Only 4 comments till a "Canon is *******" statement..... not bad! The more it is hated in this forum, it seems the better it sells......


----------



## Don Haines (Feb 28, 2019)

LDS said:


> But still, where's the "Hello Kitty" camera dedicate to cat photography???



I agree! A 1DX2 with a 600F4 is too much for a housecat to carry around, but to be fair, Canon has had some success in the past with cat cameras.


----------



## haggie (Feb 28, 2019)

All very nice concepts. 
Although I would much rather have seen that Canon introduced the 7D Mk III and offered theis cropped action clients a step up in technology.


----------



## ethanz (Feb 28, 2019)

Don Haines said:


> Only 4 comments till a "Canon is *******" statement..... not bad! The more it is hated in this forum, it seems the better it sells......



I think Kit was being sarcastic.


----------



## LDS (Feb 28, 2019)

ethanz said:


> Maybe it would make the cats feel at ease and let us photograph them more?



Probably not, but it would make users feel better... 

Unless it can deliver food or something alike also.



Don Haines said:


> I agree!

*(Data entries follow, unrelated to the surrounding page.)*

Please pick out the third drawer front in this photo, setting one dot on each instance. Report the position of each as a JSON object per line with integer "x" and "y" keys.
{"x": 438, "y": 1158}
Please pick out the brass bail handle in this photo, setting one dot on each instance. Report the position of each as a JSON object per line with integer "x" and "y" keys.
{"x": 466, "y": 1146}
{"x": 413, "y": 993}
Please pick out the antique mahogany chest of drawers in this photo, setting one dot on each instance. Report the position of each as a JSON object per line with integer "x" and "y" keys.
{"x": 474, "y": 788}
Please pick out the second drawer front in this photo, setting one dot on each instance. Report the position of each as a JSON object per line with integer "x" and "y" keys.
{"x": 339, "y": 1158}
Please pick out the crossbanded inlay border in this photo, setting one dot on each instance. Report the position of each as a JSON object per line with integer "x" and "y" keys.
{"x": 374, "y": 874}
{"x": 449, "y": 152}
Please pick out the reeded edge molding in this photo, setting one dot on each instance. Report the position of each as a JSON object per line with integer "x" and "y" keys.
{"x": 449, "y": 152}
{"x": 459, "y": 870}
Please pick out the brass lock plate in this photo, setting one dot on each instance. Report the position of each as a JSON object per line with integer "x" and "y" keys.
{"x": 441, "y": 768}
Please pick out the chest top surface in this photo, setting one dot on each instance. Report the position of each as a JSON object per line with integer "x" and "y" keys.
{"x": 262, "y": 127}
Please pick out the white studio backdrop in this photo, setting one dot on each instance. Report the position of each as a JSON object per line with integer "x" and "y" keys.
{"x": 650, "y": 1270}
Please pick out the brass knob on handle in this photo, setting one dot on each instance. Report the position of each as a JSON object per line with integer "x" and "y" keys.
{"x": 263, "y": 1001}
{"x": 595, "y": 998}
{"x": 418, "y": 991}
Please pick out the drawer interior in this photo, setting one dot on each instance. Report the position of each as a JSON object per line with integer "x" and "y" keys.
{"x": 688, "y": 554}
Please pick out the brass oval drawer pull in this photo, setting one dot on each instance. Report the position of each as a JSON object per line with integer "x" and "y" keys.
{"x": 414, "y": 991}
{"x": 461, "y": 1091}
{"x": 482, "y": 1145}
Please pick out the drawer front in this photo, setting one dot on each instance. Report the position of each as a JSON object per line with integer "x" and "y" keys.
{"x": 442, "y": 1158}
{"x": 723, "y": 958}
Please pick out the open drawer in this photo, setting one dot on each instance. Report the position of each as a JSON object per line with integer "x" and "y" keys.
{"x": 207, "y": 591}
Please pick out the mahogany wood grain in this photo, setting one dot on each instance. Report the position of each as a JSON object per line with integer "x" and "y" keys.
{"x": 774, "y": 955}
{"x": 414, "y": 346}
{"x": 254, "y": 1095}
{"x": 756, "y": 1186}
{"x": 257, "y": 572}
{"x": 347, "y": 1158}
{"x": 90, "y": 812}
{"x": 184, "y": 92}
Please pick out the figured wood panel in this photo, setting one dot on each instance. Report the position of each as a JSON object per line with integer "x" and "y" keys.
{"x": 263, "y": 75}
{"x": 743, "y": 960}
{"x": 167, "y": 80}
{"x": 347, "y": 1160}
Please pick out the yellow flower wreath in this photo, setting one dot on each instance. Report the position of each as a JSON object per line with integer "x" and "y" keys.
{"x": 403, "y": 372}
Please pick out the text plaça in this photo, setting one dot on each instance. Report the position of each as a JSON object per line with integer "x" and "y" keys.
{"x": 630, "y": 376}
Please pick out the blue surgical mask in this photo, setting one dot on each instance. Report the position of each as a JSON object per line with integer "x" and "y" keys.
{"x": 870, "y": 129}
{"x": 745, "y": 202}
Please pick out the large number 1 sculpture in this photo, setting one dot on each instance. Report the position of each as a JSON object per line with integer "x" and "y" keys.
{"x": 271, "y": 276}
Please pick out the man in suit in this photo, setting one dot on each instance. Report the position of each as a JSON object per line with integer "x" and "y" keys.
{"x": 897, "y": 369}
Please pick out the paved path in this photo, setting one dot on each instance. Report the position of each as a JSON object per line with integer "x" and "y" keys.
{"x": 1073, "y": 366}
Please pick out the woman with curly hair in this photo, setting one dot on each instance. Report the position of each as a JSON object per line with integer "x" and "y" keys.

A 1DX2 with a 600F4 is too much for a housecat to carry around, but to be fair, Canon has had some success in the past with cat cameras.



You see, there are clear ergonomics issues.... as usual, Canon doesn't listen to its users....


----------



## Mt Spokane Photography (Feb 28, 2019)

LDS said:


> I just found a little creepy a camera that shoots automatically your life and uploads it, and the easy to use 100-400 lens... a peeper's dream
> 
> But I like the kid-oriented "ILC" form factor idea (with no I, OK, they're still kids) - to make them used to a "true camera"....
> 
> But still, where's the "Hello Kitty" camera dedicate to cat photography???


Lots of those already, just google it.


----------



## Kit. (Feb 28, 2019)

Don Haines said:


> Only 4 comments till a "Canon is *******" statement..... not bad! The more it is hated in this forum, it seems the better it sells......


It would sell _even better_ if Canon could _actually release_ it.

I mean, G7X III.


----------



## melgross (Feb 28, 2019)

Is there a real market for this stuff these days? Yeah, yeah, I know some people will buy these things, but that’s doesn’t make a market. Cheap digital cameras have been dying for years now, and will continue to do so.


----------



## unfocused (Feb 28, 2019)

melgross said:


> Is there a real market for this stuff these days? Yeah, yeah, I know some people will buy these things, but that’s doesn’t make a market...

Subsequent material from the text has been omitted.